Neue BULE-Fördermaßnahme "Heimat 2.0"
Digitalisierung als Chance für gleichwertige Lebensverhältnisse
Die neue BULE-Fördermaßnahme "Heimat 2.0" adressiert die Bedarfe strukturschwacher ländlicher Räume und ergänzt damit bestehende Förderprogramme der ländlichen Regionalentwicklung. Eine virtuelle Informationsveranstaltung findet am 12. und 13. Mai 2020 statt.

Die Lebens- und Arbeitsverhältnisse in Deutschland unterliegen einem rasanten Wandel, der insbesondere auch strukturschwache ländliche Räume vor große Herausforderungen stellt. Angesichts des erklärten Politikziels, gleichwertige Lebensverhältnisse in allen Teilräumen zu ermöglichen, braucht es gemeinsame Anstrengungen und innovative Ideen öffentlicher, privatwirtschaftlicher und zivilgesellschaftlicher Akteure. Die Digitalisierung ist dabei Herausforderung und Chance zugleich. Die neue BULE-Fördermaßnahme "Heimat 2.0" setzt genau dort an, indem es die Bedarfe strukturschwacher ländlicher Räume adressiert und damit bestehende Förderprogramme der ländlichen Regionalentwicklung sinnvoll ergänzt.
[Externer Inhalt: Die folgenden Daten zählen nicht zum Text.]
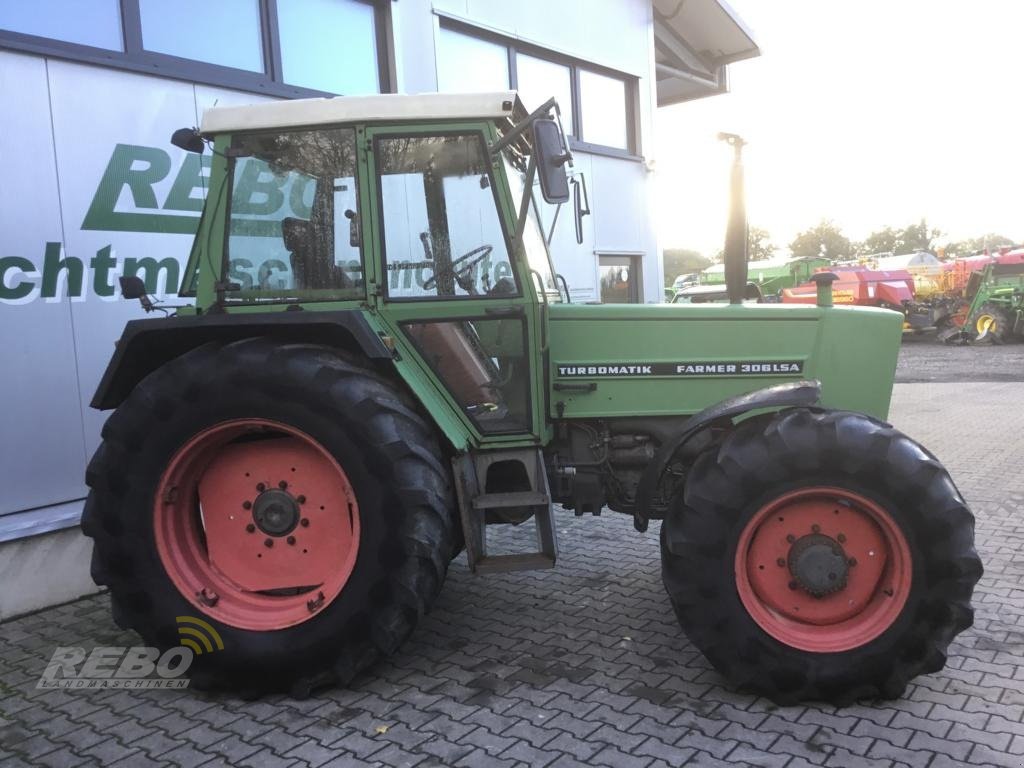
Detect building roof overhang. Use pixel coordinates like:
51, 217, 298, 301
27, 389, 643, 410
653, 0, 760, 106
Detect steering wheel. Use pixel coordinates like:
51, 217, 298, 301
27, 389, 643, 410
423, 245, 493, 292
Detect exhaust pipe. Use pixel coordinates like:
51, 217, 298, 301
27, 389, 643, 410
718, 133, 748, 305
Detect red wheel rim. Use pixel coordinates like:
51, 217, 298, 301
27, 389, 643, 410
154, 419, 360, 630
734, 487, 911, 653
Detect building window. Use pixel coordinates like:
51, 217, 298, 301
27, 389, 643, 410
436, 19, 637, 156
599, 254, 642, 303
278, 0, 381, 95
0, 0, 390, 99
436, 27, 509, 92
0, 0, 123, 51
139, 0, 264, 72
515, 53, 574, 136
579, 70, 629, 151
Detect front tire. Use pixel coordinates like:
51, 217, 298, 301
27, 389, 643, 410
972, 302, 1013, 343
661, 408, 982, 704
82, 339, 455, 695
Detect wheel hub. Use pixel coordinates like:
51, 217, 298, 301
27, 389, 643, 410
252, 489, 300, 536
788, 533, 849, 597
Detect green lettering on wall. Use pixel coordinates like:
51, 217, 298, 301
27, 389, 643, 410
82, 144, 198, 234
40, 242, 84, 299
0, 256, 38, 301
90, 245, 119, 298
163, 154, 212, 213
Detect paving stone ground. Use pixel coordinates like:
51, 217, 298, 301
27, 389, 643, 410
2, 382, 1023, 768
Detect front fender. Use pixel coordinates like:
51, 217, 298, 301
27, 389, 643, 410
633, 379, 822, 531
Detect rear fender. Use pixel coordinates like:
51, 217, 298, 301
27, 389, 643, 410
91, 311, 390, 410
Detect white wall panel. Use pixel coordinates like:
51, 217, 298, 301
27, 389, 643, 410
0, 51, 89, 514
45, 62, 213, 454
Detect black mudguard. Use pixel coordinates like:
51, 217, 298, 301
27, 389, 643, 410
91, 310, 390, 410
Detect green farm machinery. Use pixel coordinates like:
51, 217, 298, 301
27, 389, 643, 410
964, 262, 1024, 342
700, 255, 829, 299
84, 93, 981, 704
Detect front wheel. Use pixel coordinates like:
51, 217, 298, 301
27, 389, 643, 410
83, 339, 455, 696
972, 302, 1013, 343
661, 408, 982, 704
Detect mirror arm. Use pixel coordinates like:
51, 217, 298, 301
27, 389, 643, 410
545, 202, 562, 247
489, 97, 560, 157
515, 153, 538, 244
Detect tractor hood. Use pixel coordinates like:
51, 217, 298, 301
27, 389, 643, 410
546, 301, 902, 422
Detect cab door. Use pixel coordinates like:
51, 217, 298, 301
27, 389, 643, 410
363, 123, 546, 447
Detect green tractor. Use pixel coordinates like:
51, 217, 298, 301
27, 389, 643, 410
965, 261, 1024, 342
84, 93, 981, 704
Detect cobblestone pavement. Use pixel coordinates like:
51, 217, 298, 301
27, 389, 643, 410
1, 382, 1023, 768
896, 338, 1024, 384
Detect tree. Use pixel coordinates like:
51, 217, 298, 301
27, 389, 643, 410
662, 248, 711, 285
858, 219, 943, 257
788, 220, 852, 261
944, 233, 1016, 257
749, 226, 776, 261
859, 226, 900, 256
897, 219, 941, 254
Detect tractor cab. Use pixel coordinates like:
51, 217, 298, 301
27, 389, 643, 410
168, 92, 577, 443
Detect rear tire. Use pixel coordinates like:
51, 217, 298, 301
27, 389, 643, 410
661, 408, 981, 704
82, 339, 455, 695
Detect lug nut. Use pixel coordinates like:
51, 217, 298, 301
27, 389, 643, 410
811, 524, 821, 533
264, 538, 274, 548
242, 500, 252, 510
300, 518, 310, 527
786, 534, 796, 543
256, 482, 266, 492
788, 581, 799, 590
279, 480, 288, 490
837, 533, 846, 543
848, 557, 857, 567
287, 536, 296, 545
297, 495, 306, 504
776, 558, 786, 567
246, 523, 256, 533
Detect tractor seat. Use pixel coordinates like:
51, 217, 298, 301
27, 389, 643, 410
281, 216, 350, 290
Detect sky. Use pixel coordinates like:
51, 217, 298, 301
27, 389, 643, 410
653, 0, 1024, 257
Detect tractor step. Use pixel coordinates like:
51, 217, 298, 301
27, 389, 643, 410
472, 492, 549, 509
452, 448, 558, 575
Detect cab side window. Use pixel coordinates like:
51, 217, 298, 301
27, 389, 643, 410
226, 127, 363, 298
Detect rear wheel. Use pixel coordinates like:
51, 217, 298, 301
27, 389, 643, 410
661, 408, 981, 704
83, 339, 455, 695
972, 302, 1013, 343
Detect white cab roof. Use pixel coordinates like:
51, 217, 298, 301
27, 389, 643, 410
201, 91, 521, 134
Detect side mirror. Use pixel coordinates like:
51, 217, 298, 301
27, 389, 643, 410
344, 209, 360, 248
120, 275, 147, 299
533, 118, 570, 204
572, 174, 591, 245
119, 275, 156, 312
171, 127, 205, 154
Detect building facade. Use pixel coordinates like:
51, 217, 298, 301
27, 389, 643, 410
0, 0, 756, 618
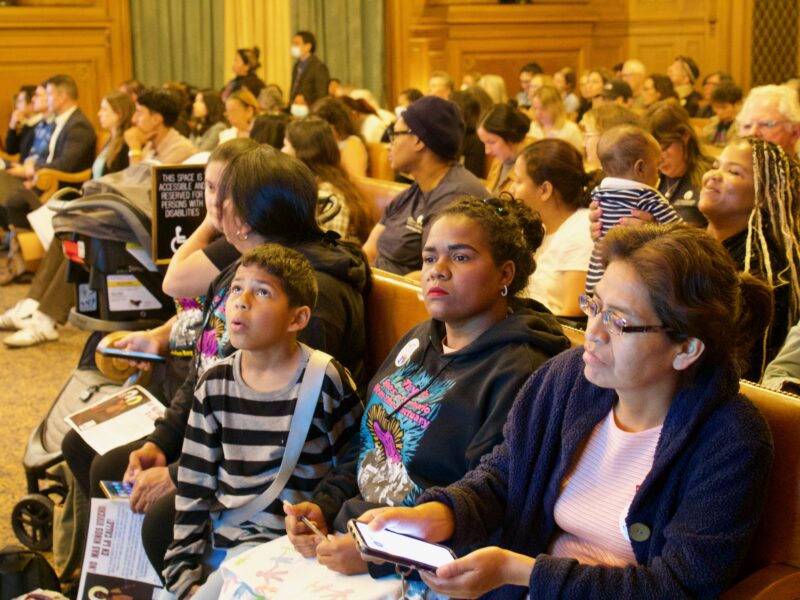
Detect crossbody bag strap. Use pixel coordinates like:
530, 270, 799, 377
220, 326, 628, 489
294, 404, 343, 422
218, 350, 333, 526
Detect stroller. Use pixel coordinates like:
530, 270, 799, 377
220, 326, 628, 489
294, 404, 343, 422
11, 165, 174, 551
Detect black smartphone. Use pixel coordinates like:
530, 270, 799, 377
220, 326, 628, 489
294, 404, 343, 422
99, 480, 134, 500
98, 347, 165, 363
348, 519, 456, 572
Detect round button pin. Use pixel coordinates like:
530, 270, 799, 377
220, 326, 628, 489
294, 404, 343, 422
629, 523, 651, 542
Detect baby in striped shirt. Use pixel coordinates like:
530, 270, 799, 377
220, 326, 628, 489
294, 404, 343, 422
162, 244, 362, 600
585, 125, 681, 294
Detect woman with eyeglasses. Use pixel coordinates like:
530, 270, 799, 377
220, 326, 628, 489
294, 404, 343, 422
360, 223, 774, 600
284, 196, 569, 593
644, 99, 713, 227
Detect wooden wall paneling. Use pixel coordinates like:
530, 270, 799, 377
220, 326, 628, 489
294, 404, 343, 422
386, 0, 610, 104
0, 0, 132, 147
386, 0, 756, 111
444, 30, 595, 101
713, 0, 753, 89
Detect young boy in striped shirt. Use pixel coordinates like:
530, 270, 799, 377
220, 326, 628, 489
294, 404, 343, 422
161, 244, 362, 600
585, 125, 681, 294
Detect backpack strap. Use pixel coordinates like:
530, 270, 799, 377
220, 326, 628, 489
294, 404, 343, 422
218, 350, 333, 527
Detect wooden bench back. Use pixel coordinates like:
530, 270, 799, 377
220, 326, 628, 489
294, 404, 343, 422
365, 268, 428, 377
353, 176, 409, 224
366, 142, 394, 181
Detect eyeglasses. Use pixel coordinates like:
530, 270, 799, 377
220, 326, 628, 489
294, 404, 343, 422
579, 294, 672, 336
388, 127, 414, 141
740, 120, 789, 134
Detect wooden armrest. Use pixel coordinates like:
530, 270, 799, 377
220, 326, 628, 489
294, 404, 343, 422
0, 151, 20, 163
721, 563, 800, 599
34, 167, 91, 201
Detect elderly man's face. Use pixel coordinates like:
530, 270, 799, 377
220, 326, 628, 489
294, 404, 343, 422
738, 96, 800, 154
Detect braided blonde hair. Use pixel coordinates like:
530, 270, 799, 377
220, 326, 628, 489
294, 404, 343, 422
744, 137, 800, 351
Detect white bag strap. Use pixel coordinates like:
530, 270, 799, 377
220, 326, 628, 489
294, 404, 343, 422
218, 350, 333, 526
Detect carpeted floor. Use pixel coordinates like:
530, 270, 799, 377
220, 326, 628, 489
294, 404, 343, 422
0, 281, 86, 550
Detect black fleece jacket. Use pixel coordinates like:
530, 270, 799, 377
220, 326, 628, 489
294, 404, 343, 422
312, 299, 570, 532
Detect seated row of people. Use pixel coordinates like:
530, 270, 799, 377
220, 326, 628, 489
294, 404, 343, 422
2, 80, 783, 596
6, 84, 800, 394
60, 146, 776, 596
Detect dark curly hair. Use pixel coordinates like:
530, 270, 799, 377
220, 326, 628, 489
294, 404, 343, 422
435, 194, 544, 298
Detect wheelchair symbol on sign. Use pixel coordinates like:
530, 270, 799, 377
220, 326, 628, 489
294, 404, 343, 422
170, 226, 187, 253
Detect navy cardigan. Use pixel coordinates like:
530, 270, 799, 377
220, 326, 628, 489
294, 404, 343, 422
421, 347, 774, 600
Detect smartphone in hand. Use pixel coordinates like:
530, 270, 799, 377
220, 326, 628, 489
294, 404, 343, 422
98, 347, 165, 363
348, 519, 456, 571
99, 480, 134, 500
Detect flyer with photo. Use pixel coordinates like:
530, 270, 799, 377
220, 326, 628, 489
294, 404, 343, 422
77, 499, 163, 600
65, 385, 165, 455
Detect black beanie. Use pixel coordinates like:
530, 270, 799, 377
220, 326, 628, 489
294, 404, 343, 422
401, 96, 465, 161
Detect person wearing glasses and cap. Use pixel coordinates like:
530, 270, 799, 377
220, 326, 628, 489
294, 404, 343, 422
361, 223, 774, 600
362, 95, 488, 277
666, 55, 702, 117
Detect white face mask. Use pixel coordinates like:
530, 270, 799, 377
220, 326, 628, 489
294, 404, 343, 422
394, 106, 406, 118
290, 103, 310, 118
290, 46, 302, 59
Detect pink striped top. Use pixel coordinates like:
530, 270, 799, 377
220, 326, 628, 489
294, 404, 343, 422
549, 408, 662, 566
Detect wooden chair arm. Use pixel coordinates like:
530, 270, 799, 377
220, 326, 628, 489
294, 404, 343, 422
0, 151, 20, 163
721, 563, 800, 599
34, 167, 91, 201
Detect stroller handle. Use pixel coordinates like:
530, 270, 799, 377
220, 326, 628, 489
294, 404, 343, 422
53, 193, 153, 251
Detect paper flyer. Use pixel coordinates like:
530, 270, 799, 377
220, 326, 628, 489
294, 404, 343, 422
220, 535, 401, 600
76, 499, 163, 600
65, 385, 165, 455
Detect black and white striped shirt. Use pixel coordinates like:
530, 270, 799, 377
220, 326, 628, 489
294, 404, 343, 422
586, 179, 681, 294
162, 343, 362, 598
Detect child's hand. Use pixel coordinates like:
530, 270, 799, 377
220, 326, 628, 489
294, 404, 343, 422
316, 533, 368, 575
284, 501, 327, 557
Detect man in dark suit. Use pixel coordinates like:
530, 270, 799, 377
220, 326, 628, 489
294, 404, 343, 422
0, 74, 96, 230
289, 31, 330, 112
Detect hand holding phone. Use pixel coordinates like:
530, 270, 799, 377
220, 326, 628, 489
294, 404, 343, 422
98, 347, 166, 363
300, 515, 326, 538
99, 480, 134, 500
348, 519, 456, 572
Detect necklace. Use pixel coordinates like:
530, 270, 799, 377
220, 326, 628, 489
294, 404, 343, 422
662, 174, 684, 200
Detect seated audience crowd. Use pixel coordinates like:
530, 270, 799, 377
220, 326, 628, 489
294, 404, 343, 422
2, 41, 799, 600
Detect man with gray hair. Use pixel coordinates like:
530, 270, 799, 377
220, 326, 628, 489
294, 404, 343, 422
737, 84, 800, 157
621, 59, 647, 109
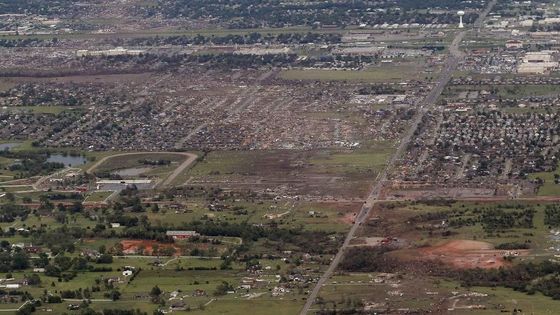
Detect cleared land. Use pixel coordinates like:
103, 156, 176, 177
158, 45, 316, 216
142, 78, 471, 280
280, 63, 429, 82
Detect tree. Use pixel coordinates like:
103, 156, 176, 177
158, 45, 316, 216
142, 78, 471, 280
0, 253, 12, 272
5, 192, 15, 202
107, 289, 121, 301
150, 285, 162, 304
25, 273, 41, 285
35, 252, 49, 268
70, 201, 83, 213
44, 264, 61, 277
73, 257, 88, 270
54, 255, 72, 271
160, 247, 176, 257
12, 251, 30, 270
150, 285, 162, 297
96, 254, 113, 264
151, 203, 159, 213
213, 281, 234, 296
39, 195, 54, 211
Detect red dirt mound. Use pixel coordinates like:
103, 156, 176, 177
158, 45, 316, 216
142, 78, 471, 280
417, 240, 528, 269
121, 240, 180, 256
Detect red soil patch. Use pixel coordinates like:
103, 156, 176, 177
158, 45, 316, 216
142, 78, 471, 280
340, 212, 357, 225
417, 240, 528, 269
121, 240, 180, 256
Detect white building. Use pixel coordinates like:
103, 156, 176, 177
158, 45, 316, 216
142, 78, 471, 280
77, 47, 145, 57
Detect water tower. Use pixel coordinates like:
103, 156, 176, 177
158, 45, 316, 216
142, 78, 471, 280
457, 11, 465, 28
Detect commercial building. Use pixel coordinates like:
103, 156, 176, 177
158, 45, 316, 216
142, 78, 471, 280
76, 47, 145, 57
166, 230, 200, 239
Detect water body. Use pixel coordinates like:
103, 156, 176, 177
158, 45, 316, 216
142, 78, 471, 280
0, 143, 20, 151
113, 167, 152, 177
47, 154, 87, 167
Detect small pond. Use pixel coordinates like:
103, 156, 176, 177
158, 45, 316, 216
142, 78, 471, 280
113, 167, 152, 177
47, 154, 87, 167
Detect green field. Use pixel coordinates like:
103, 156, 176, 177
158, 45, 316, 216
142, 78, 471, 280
93, 153, 186, 174
84, 191, 114, 202
310, 146, 393, 176
530, 164, 560, 196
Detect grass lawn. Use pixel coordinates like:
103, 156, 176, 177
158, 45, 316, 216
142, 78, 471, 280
190, 299, 305, 315
250, 201, 356, 233
530, 165, 560, 196
93, 153, 186, 173
466, 286, 560, 315
0, 156, 18, 180
187, 151, 254, 177
0, 185, 34, 193
84, 191, 114, 202
309, 146, 393, 176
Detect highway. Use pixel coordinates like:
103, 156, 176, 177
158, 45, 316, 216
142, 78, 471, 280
299, 1, 497, 314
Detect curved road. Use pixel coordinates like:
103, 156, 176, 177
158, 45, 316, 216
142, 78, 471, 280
87, 151, 198, 188
299, 1, 497, 314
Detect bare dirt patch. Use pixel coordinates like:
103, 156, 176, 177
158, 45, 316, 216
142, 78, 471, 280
121, 240, 180, 256
340, 211, 357, 225
416, 240, 527, 269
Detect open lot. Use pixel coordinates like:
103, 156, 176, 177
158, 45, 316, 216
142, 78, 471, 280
185, 146, 392, 199
280, 62, 430, 82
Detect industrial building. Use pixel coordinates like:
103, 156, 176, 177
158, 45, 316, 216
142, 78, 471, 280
76, 47, 145, 57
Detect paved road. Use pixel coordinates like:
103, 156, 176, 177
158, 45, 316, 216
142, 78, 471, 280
159, 152, 198, 187
86, 151, 198, 188
299, 2, 497, 314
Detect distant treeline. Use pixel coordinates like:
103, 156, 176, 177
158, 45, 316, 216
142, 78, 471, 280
0, 38, 58, 48
123, 32, 342, 46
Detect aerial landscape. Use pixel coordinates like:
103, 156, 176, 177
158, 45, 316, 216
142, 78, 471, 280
2, 0, 560, 314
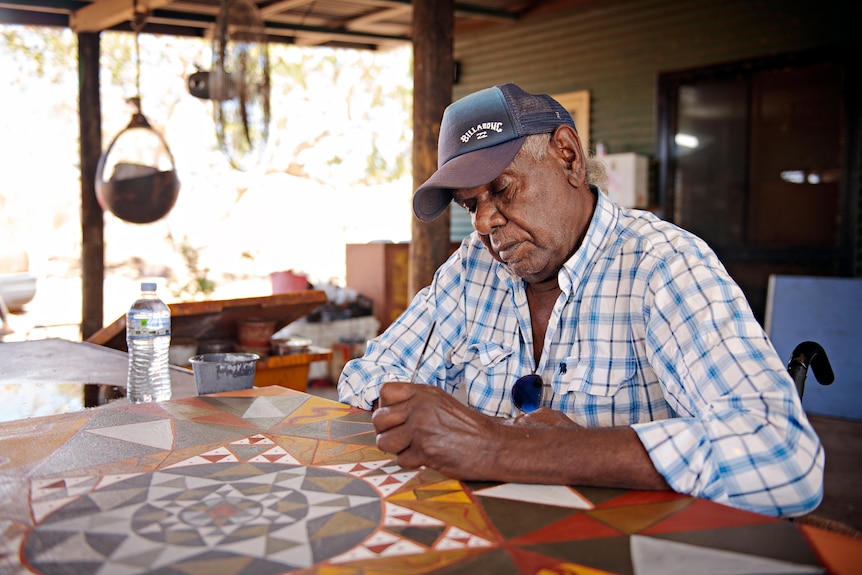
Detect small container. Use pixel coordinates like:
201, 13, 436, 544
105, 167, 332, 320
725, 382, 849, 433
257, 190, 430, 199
189, 353, 259, 395
236, 317, 277, 347
271, 336, 312, 355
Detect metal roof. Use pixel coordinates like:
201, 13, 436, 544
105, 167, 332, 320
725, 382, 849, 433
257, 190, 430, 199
0, 0, 541, 50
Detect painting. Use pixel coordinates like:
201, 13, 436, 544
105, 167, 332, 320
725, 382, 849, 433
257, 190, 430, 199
554, 89, 590, 153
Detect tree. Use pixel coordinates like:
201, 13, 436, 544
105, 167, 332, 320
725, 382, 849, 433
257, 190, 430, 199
1, 23, 413, 319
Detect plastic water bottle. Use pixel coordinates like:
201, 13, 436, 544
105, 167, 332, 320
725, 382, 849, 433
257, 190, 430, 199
126, 282, 172, 403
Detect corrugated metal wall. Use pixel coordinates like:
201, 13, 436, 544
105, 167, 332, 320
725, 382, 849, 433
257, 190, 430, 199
448, 0, 858, 264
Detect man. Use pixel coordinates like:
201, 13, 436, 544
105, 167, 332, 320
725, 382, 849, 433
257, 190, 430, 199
338, 83, 823, 518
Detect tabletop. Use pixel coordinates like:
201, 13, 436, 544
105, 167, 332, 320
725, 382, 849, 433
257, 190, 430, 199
1, 386, 859, 575
0, 338, 198, 421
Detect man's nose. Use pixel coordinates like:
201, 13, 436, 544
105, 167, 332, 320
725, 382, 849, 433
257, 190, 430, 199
472, 199, 505, 235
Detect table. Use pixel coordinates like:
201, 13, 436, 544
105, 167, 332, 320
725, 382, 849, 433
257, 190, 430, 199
1, 387, 859, 575
0, 338, 198, 421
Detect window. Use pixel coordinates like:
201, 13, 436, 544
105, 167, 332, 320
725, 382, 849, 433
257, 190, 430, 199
657, 48, 857, 322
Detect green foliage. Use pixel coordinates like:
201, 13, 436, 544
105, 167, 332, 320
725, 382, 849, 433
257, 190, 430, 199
1, 26, 77, 84
165, 231, 216, 301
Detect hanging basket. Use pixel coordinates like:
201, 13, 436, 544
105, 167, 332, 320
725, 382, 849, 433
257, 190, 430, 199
96, 105, 180, 224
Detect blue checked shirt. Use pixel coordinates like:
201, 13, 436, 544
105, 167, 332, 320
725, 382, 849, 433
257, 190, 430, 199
339, 190, 824, 518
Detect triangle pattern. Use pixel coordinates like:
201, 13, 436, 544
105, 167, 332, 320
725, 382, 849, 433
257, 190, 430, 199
640, 497, 778, 535
85, 419, 174, 450
319, 459, 392, 478
279, 397, 352, 426
247, 445, 301, 465
435, 525, 493, 551
507, 545, 622, 575
31, 476, 98, 501
587, 497, 693, 534
474, 483, 593, 509
231, 434, 275, 445
510, 511, 623, 546
364, 471, 419, 497
242, 397, 291, 420
328, 529, 428, 563
384, 502, 445, 527
630, 534, 825, 574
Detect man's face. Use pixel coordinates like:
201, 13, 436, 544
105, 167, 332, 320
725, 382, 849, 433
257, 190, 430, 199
452, 136, 593, 284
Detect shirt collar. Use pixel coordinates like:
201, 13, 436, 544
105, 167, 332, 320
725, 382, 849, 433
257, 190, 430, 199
557, 186, 620, 294
489, 185, 620, 291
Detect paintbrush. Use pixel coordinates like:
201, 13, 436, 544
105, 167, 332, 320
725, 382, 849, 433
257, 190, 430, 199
408, 323, 435, 383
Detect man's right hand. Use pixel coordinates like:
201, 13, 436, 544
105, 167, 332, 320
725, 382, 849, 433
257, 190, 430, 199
372, 381, 502, 479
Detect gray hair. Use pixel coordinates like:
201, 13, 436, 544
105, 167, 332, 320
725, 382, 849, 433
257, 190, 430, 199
520, 133, 608, 191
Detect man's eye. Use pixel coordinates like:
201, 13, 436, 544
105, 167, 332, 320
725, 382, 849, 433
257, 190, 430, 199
458, 201, 476, 214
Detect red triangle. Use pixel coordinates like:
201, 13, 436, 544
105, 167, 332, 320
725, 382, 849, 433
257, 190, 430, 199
380, 476, 403, 485
595, 490, 690, 509
641, 498, 779, 535
511, 512, 622, 545
367, 541, 396, 554
507, 545, 592, 574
Die Digitalisierung durchdringt inzwischen alle Bereiche des Lebens und bietet immense Chancen zur Modernisierung, um dem Ziel der gleichwertigen Lebensverhältnisse künftig näherzukommen. Daher haben das BMI und das BBSR "Heimat 2.0" initiiert.

Der Handlungsschwerpunkt der Initiative "Heimat 2.0" liegt auf der sinnvollen und effizienten Nutzung der Breitbandinfrastruktur – auf der Anwendung digitaler Dienste, auf der Erhöhung von Digitalkompetenzen und der breiteren Nutzung digitaler Möglichkeiten. Gerade digitale Anwendungen bieten die Chance, die häufig in ländlichen Räumen existierenden Defizite der Erreichbarkeit von verschiedenen Angeboten der Daseinsvorsorge zu kompensieren.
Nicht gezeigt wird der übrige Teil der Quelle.